Garwood comes to bicycling first and foremost as an environmentalist. “We need to stop using as much energy as we use.” He says that even after our transportation system is electrified, “we are still going to be using more energy than we can reap.” For a mode shift in transportation to occur, Garwood says, biking must be safe. He refers to studies that show that approximately one-third of the population will never bike, most often due to age or physical disability, but that an even larger group will bike if bicycling is a safe, convenient option.
One lesson major cities are learning, Garwood says, is that the more bicyclists there are on the street, the safer bicycling becomes. Drivers become more aware of cyclists and there’s an increasingly good chance that drivers are bicyclists themselves.
As a member of the Minneapolis Bicycle Advisory Committee, Garwood is excited about the 2011 Minneapolis Bicycle Master Plan, which identifies dozens of infrastructure and non-infrastructure projects/initiatives. Among other things, the plan calls for adding 183 miles of bikeways, 300 bicycle parking spaces each year through the City’s 50/50 cost share program, expanding Nice Ride’s bike share to all parts of the cities, doubling the number of locations where bikes can be rented by 2015, and ensuring that all residents are within one mile of a trail, 1/2 mile of a bike lane, or 1/4 mile of a signed bike route by 2020.

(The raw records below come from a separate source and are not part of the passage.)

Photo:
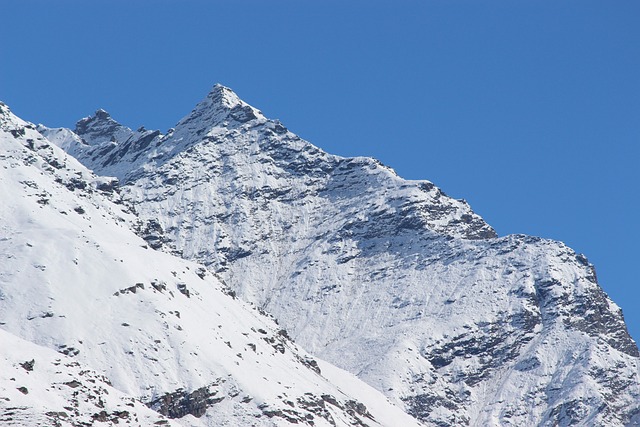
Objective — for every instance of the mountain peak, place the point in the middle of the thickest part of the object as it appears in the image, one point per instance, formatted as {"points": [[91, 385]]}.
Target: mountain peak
{"points": [[223, 96], [221, 107], [101, 128]]}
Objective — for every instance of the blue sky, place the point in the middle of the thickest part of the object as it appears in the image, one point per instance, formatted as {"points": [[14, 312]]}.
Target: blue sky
{"points": [[529, 110]]}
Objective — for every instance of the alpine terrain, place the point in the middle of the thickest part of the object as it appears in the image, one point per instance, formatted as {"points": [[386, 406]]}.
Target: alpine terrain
{"points": [[230, 273]]}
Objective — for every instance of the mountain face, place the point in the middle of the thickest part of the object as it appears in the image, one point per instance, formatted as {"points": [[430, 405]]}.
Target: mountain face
{"points": [[389, 279], [99, 328]]}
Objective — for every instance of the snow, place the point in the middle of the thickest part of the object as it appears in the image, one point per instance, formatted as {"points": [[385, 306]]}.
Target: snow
{"points": [[391, 280], [76, 279]]}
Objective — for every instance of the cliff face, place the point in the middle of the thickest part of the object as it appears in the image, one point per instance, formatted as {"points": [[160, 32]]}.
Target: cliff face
{"points": [[390, 279], [100, 329]]}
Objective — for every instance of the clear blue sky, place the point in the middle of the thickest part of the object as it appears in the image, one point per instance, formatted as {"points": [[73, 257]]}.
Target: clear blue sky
{"points": [[530, 110]]}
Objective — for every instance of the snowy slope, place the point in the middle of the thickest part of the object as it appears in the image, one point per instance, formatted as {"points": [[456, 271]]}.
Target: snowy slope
{"points": [[390, 279], [75, 278], [40, 387]]}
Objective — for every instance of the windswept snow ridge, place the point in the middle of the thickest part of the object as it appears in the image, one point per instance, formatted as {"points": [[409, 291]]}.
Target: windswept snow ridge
{"points": [[162, 331], [390, 279]]}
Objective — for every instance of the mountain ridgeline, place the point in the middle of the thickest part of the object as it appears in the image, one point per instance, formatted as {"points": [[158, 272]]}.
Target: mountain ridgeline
{"points": [[392, 280]]}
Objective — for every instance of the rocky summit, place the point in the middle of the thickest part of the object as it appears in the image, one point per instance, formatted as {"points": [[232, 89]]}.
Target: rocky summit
{"points": [[229, 272]]}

In Minneapolis, there are currently 127 miles of on-street and off-street bikeways, over 17,000 bicycle parking spaces, and 3.8 percent of residents commute to work by bike.
Also encouraging is that women are bicycling in far greater numbers than they have, Garwood says. Women tend to be more cautious, smarter, less willing to take risks, and more likely to be responsible for transporting kids, so for those reasons, making streets even safer increases the likelihood more women will bike. That’s what happened in Bolivia, Garwood says, which borrowed a page from Copenhagen and instituted cycle tracks, that separate bike lanes from car lanes. As a result, Bolivia has witnessed a dramatic rise in the number of women and older women who bike.
Closer to home, a recent study shows that more urban women in this area commute to work by bike than men. The reverse is true in Twin Cities suburbs. Still, far more people of both genders ride for pleasure and exercise, than commute to work or bike for shopping.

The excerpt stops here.